By Andy May
Our last post was on reading and plotting IGRA2 weather balloon radiosonde data. This post shows how to map the data. The IGRA2 data can be downloaded from here (ftp site: ftp.ncei.noaa.gov/pub/data/igra). Once the data are prepared, some further tricky programming is needed to map it. This post will introduce the key concepts and code structure required. Writing complete programs will require understanding these concepts and working with Grok.
Computing the mappable values
As mentioned in the first post, the volume of IGRA2 data is so large that several steps are required to get the data prepared for analysis, mapping and plotting. The initial R program that reads the IGRA2 data was described in the last post, here we will show how to map it. An example map is shown in figure 1.

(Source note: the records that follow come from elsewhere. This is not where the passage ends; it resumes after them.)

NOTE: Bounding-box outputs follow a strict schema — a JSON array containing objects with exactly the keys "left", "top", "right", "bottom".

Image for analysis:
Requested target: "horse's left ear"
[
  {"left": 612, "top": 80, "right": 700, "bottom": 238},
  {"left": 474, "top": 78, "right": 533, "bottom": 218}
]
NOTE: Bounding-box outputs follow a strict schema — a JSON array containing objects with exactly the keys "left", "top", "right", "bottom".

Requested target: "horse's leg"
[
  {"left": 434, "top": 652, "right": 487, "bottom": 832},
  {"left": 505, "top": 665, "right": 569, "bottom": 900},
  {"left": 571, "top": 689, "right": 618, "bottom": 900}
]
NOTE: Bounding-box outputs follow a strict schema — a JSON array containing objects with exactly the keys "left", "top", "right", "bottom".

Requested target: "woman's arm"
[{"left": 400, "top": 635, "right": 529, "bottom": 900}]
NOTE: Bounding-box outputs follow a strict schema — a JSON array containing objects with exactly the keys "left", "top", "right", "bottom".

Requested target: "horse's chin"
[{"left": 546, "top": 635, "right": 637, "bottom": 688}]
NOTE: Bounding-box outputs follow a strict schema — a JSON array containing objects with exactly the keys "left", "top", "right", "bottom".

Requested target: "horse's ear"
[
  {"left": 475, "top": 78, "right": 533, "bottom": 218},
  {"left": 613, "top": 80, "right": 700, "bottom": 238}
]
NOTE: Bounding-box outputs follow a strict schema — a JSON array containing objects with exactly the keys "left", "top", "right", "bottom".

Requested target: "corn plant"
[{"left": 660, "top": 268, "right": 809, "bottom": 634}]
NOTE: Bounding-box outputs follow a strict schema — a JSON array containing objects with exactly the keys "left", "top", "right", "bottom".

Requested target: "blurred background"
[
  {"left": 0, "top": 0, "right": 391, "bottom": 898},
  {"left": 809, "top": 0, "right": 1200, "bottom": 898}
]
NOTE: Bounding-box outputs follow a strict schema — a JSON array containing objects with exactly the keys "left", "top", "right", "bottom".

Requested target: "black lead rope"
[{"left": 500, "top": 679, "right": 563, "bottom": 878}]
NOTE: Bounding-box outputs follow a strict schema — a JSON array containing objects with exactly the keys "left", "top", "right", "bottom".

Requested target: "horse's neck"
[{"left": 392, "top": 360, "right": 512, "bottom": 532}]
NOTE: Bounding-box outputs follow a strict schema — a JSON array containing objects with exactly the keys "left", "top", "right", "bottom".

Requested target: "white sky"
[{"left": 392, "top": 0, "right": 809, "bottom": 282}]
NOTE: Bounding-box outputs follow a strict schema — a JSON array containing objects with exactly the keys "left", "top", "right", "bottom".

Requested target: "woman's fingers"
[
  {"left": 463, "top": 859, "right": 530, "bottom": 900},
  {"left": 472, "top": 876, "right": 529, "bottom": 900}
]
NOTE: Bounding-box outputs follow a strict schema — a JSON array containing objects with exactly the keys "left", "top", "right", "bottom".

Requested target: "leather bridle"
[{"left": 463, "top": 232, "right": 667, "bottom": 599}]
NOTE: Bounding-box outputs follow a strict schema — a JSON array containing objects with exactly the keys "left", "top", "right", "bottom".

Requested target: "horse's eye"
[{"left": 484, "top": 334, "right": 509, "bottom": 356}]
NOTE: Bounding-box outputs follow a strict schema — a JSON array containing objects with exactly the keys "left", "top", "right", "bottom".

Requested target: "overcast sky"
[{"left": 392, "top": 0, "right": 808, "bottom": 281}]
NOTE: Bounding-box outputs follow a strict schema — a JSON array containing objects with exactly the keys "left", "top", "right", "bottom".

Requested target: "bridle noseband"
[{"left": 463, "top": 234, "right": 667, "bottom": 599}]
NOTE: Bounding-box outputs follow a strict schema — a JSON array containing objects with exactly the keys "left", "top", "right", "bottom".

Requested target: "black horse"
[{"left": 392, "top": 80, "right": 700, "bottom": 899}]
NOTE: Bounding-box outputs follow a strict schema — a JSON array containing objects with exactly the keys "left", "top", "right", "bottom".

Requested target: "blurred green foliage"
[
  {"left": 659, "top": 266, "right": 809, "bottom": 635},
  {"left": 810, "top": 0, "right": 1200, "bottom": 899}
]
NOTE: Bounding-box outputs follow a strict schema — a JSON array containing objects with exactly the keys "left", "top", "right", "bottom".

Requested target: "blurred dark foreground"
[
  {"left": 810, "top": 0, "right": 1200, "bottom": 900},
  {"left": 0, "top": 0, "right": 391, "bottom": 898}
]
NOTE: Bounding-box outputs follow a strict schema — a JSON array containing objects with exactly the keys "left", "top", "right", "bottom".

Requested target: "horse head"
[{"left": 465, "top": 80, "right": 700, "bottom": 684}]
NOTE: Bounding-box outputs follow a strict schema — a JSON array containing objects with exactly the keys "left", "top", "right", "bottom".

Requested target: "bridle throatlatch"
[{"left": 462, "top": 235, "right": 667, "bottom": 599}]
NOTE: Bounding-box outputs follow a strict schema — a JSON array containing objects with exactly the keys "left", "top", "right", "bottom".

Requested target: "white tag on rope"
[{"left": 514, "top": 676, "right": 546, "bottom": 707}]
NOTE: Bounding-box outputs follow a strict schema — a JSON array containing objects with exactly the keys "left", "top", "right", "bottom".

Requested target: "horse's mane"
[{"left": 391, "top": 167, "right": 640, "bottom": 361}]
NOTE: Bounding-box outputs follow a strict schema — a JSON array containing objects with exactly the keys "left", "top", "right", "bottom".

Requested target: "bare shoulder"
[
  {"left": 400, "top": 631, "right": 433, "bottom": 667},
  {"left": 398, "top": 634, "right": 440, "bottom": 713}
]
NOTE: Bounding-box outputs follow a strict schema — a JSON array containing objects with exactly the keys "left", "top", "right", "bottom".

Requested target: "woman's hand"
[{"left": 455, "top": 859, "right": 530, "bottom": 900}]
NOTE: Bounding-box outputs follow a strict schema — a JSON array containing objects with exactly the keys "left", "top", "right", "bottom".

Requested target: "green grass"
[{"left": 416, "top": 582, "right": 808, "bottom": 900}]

First, since the goal is to map the IGRA2 data, we need to group the data by radiosonde ascent, then summarize the detailed data by station. ‘ckdate’ is a computed parameter that combines year, month, day and hour. It is unique for each radiosonde ascent. The following code uses data.table package syntax to create a data.table called ‘ascent.’ The code is from the R program ‘station_analysis_no_plots.r’ (May, 2025b). It groups the contents of ‘station’ by the value in ckdate. Then it copies the columns of ‘station’ specified (id, lat, …) into ‘ascent.’ The rest of the columns in station are not copied. The period ‘.’ before the list of station columns to copy simply means ‘list.’
# Read file as data.table
station <- readRDS(fname)
# Calculate decimal month
station[, dec_month := (year - 1990) * 12 + (month - 1) + day / 30.4375 + hour / 730.5]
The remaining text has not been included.